Pastor's accidents really do seem to be triggered by 'red mist' - in high stress situations, he seems unable to control his emotions. His incident with Grosjean in Australia can be written off as just two hard racers being uncompromising with each other. But banging wheels with Sergio Perez in Monaco practice this year or with Hamilton at Spa last year, barging back onto the track and into an accident with Hamilton at Valencia this year: these are all red mist incidents. It means that when he makes a genuinely innocent misjudgement, like his blocking of Nico Hulkenberg in qualifying on Saturday, he is penalised.
That three-place penalty then snowballed into further incident. Having qualified third fastest with an outstanding lap, he seemed desperate to claw back the penalty at the start. His explanation of 'the clutch paddle slipped out my hand' for his jump start was met with universal disbelief. After pitting for damage at the end of the first lap, he was in the emotionally challenging situation of finding himself at the back in a car he knew he could be running at the front - and, just like when he was in the same situation at Monaco, he crashed pretty much as soon as racing was underway.

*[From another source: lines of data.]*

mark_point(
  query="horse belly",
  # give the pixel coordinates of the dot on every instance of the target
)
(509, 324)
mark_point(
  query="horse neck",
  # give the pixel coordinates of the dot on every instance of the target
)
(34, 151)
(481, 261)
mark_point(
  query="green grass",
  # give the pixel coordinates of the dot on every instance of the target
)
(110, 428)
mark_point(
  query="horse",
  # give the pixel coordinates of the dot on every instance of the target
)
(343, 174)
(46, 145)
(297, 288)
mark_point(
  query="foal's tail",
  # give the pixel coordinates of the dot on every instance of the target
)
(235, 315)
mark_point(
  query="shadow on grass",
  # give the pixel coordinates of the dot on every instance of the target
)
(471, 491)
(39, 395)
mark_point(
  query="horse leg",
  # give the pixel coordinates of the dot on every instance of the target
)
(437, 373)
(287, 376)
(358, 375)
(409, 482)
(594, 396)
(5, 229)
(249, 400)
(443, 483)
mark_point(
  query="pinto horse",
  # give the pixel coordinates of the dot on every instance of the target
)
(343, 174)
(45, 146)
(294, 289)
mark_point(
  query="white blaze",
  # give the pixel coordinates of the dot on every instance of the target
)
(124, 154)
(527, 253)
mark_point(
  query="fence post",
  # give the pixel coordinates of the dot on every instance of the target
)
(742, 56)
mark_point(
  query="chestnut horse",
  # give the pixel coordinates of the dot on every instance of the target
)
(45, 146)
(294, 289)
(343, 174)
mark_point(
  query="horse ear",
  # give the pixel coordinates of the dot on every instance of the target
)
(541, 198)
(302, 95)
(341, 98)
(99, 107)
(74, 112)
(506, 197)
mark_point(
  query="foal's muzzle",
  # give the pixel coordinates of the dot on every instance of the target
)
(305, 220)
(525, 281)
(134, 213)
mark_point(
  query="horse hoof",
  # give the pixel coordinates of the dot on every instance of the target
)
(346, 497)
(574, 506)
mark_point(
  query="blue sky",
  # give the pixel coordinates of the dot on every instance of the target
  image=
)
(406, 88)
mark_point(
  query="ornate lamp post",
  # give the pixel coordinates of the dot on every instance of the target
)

Out of the car, the team see an intelligent and gifted driver with a fantastic feel for the tyres and an ability to combine speed with looking after the rubber that's potentially gold dust in 2012. Yet that all goes out the window when a situation trips those emotional triggers in him. There's a potentially fabulous driver in there, but F1 is not a finishing school. He may run out of time.